Otto Haxel was a member of the Uranium Club. This club, also known as the German nuclear energy project, was established to develop and produce nuclear weapons, and several of the greatest scientific minds of Germany were recruited for this cause. From the years 1940 up to 1942 during the Second World War, Haxel was a member of the Uranium club, and he studied the neutron absorption properties of uranium. In 1942 Haxel was called up for military service. There, he was in charge of a group involved in nuclear research, under the command of Admiral Rhein of the German Navy—he had previously been a submarine commander.
After the war, from the years 1946 up to 1949, Haxel was a staff assistant to Werner Heisenberg at the Max Planck Institute for Physics in Göttingen. In 1949, Haxel was appointed as the supernumerary professor at the University of Göttingen. During these years spent in Göttingen, Haxel was involved with collaboration with Fritz Houtermans, including research on the half-life of radioactive isotope Rubidium 87.
Another notable name Haxel had been affiliated with is J. Hans D. Jensen, who was a scientist working in Heidelberg’s Institute for Theoretical Physics, and Hans Suess from Hamburg’s Institute of Physical Chemistry. Together, they researched “magic numbers” or stable nuclei, with a total of 2, 8, 20, 50, 82 or 126 neutrons or protons and their development. Their model successfully predicted that these magic numbers represented fully occupied, stable shells of nucleons.
In 1950 Haxel accepted a professorship at the physics department of the University of Heidelberg, remaining there until 1974. His research included the connection of cosmic radiation and radioactivity and atmospheric radioactivity. He later also became the director of the University of Heidelberg’s Institute of Physics II from 1970 to 1974.
At Heidelberg, Haxel contributed to the movement of environmental physics using nuclear science, which led to the formation of the Institute of Environmental Physics in 1975, with Karl-Otto Münnich as the founding director.
In addition to the Uranium Club, Haxel also played a part in other notable scientific groups.
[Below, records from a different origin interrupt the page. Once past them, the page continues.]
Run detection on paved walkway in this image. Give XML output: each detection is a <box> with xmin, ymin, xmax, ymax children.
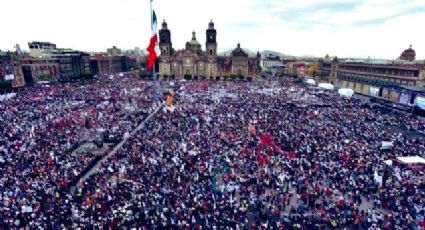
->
<box><xmin>77</xmin><ymin>104</ymin><xmax>164</xmax><ymax>186</ymax></box>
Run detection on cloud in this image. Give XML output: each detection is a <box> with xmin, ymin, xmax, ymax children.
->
<box><xmin>0</xmin><ymin>0</ymin><xmax>425</xmax><ymax>58</ymax></box>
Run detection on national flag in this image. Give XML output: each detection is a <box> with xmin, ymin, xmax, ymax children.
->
<box><xmin>147</xmin><ymin>11</ymin><xmax>161</xmax><ymax>70</ymax></box>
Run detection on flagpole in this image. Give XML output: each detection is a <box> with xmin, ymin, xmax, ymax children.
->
<box><xmin>149</xmin><ymin>0</ymin><xmax>155</xmax><ymax>77</ymax></box>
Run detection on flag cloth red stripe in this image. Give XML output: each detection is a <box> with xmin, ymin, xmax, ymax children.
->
<box><xmin>147</xmin><ymin>34</ymin><xmax>158</xmax><ymax>70</ymax></box>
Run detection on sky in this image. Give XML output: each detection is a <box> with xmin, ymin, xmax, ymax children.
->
<box><xmin>0</xmin><ymin>0</ymin><xmax>425</xmax><ymax>59</ymax></box>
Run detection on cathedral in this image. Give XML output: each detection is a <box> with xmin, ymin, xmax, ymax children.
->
<box><xmin>159</xmin><ymin>21</ymin><xmax>261</xmax><ymax>78</ymax></box>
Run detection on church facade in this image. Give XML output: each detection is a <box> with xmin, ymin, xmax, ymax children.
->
<box><xmin>159</xmin><ymin>21</ymin><xmax>261</xmax><ymax>78</ymax></box>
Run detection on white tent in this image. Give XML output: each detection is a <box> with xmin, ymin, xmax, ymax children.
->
<box><xmin>338</xmin><ymin>88</ymin><xmax>354</xmax><ymax>98</ymax></box>
<box><xmin>319</xmin><ymin>83</ymin><xmax>335</xmax><ymax>90</ymax></box>
<box><xmin>306</xmin><ymin>79</ymin><xmax>316</xmax><ymax>85</ymax></box>
<box><xmin>397</xmin><ymin>156</ymin><xmax>425</xmax><ymax>164</ymax></box>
From 1956 to 1957, he was a member of the Nuclear Physics Working Group, part of the German Atomic Energy Commission and worked alongside the chairman Werner Heisenberg and vice-chairman Hans Kopfermann.
From 1970 to 1975, he was the Scientific and Technical Managing Director of the Karlsruhe Research Center. He was also a signatory of the 1957 Gottingen Eighteen manifesto, was a declaration of 18 leading nuclear scientists of West Germany against arming the West German army with tactical nuclear weapons.
His Latter Years
Because of his contributions for the nuclear energy industry, the Friends of the Karlsruhe Research Center established the Otto Haxel Prize to bright minds who have their own achievements in nuclear energy studies.
Haxel himself was awarded the Otto Hahn Prize of the City of Frankfurt am Main in 1980 due to his work and dedication for channeling nuclear energy and understanding its production.
On a more personal note, Haxel’s friendship with Houtermans led to his very own marriage. Haxel married Ilse Bartz, who was a chemical engineer and had previously been married to Houtermans, They had two children together, Christoph and Philipp.
Otto Haxel died on 26 February 1998 in Heidelberg, aged 88.